The increase in revenue allowed BP to reduce its debt sharply to $22.8 billion from $27.5 billion at the end of March.

Big Oil Bonza

BP brought second-quarter profit to $59 billion for top Western oil and gas companies, behind rivals including Exxon Mobil. (XOM.N) and shells (SHEL.L) Last week reported record earnings. Read more

Its underlying replacement cost profit, its definition of net income, reached $8.45 billion in the second quarter, the highest since 2008 and beating analysts’ expectations of $6.8 billion.

That’s up from $6.25 billion in the first quarter and $2.8 billion a year ago.

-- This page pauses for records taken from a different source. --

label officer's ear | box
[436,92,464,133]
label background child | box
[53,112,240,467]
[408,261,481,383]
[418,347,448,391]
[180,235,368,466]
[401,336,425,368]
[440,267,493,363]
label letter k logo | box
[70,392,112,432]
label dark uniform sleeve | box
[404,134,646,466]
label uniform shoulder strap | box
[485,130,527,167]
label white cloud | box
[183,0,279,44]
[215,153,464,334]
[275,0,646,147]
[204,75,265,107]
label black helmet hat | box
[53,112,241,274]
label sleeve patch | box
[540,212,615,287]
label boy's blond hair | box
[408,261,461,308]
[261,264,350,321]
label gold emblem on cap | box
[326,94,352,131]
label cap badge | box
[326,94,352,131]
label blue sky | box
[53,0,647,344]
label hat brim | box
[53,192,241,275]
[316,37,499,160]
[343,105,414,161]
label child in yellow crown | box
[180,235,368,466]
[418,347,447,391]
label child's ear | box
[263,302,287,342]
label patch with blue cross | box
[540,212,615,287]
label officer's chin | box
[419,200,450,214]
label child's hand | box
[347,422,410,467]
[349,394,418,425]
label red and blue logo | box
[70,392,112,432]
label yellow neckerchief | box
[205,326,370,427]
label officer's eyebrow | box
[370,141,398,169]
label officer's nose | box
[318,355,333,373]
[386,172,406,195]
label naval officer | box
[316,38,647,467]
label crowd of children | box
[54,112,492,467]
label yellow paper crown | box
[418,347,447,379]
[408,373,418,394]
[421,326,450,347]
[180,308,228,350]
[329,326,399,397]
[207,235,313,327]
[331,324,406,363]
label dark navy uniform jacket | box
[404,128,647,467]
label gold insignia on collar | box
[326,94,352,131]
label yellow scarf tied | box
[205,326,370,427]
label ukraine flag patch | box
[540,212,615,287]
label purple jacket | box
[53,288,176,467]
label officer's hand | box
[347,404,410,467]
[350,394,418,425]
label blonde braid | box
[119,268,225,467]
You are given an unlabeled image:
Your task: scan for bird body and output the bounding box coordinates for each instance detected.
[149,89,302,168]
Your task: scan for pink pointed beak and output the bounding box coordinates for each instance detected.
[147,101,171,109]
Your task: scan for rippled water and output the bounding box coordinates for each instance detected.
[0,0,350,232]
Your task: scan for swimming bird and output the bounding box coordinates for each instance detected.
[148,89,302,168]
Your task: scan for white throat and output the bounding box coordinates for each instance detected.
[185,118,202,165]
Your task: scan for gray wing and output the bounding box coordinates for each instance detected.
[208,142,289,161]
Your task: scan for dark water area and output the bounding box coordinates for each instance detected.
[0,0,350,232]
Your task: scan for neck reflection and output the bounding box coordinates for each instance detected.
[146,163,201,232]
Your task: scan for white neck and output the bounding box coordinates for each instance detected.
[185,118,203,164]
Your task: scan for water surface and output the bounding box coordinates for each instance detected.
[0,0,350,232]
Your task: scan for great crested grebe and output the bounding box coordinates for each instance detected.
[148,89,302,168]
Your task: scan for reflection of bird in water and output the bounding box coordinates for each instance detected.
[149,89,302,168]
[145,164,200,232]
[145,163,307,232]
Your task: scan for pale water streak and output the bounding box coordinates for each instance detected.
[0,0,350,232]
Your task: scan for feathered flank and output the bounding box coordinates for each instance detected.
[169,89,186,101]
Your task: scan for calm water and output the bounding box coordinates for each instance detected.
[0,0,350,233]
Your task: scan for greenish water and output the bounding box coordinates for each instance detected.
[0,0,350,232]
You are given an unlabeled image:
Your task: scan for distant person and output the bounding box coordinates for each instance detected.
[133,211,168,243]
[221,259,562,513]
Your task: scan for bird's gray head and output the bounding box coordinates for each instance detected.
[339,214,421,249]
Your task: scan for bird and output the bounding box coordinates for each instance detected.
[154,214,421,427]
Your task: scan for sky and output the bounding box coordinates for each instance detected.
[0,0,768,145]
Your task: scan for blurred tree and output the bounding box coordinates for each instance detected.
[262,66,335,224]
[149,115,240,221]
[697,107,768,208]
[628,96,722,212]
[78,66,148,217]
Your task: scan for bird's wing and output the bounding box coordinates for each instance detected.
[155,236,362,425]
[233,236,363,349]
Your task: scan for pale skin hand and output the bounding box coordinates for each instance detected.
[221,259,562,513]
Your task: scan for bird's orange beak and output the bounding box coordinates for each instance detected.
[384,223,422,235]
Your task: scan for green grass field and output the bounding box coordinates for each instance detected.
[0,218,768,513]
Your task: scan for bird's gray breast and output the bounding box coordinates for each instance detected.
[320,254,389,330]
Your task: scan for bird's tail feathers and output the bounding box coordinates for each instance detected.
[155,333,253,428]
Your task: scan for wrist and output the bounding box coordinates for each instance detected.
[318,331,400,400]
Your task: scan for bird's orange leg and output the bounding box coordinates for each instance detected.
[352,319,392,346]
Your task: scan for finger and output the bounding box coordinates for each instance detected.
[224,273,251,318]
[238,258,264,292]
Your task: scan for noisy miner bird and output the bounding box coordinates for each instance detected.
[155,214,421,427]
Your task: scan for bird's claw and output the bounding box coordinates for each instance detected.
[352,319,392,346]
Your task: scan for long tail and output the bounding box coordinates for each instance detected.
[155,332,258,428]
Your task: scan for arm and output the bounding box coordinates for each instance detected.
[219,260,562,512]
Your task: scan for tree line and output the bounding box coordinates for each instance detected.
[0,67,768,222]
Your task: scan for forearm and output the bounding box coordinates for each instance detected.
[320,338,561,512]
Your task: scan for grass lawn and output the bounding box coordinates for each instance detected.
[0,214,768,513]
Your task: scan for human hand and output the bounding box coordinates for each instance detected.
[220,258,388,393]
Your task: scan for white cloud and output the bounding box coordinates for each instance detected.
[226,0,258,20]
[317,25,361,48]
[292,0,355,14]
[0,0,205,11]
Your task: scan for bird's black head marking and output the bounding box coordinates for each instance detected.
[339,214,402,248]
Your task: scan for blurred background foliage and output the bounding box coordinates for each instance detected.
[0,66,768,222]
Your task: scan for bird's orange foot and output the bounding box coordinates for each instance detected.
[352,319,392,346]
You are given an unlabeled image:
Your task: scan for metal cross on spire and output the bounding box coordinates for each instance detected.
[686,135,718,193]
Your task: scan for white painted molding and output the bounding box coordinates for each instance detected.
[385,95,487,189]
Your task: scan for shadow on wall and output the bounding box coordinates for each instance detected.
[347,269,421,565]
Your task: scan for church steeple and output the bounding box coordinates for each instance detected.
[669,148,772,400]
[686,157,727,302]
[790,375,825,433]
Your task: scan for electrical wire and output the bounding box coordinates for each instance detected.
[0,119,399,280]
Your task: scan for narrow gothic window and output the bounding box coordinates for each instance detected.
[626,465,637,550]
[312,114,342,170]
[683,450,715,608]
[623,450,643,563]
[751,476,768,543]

The strong performance was driven by strong refining margins, “exceptional” oil business performance as well as higher fuel prices, although gas trading was weak, BP said.

An outage at a major US Gulf Coast liquefied natural gas (LNG) plant also weighed on profits.

The Freeport LNG plant supplies 4 million tons of LNG per year out of a total portfolio of 18 million tons.

BP is looking at ways to supply customers despite the lost supply even though it will come at a higher price, Chief Financial Officer Murray Auchincloss told Reuters.

Reuters graphics

The company has earmarked money to cover additional costs of LNG supplies resulting from the Freeport outage, he said.

Jefferies analysts estimate that the additional costs will be $700 million to $900 million this quarter.

Register now for free unlimited access to

Reporting by Ron Busso and Shadia Nasrallah; Editing by Jason Neely

Our values: Thomson Reuters Trust Policy.

Shadia Nasrallah

Thomson Reuters

Wrote about the intersection of corporate oil and climate policy. You’ve reported on politics, economics, immigration, nuclear diplomacy and business from Cairo, Vienna and elsewhere.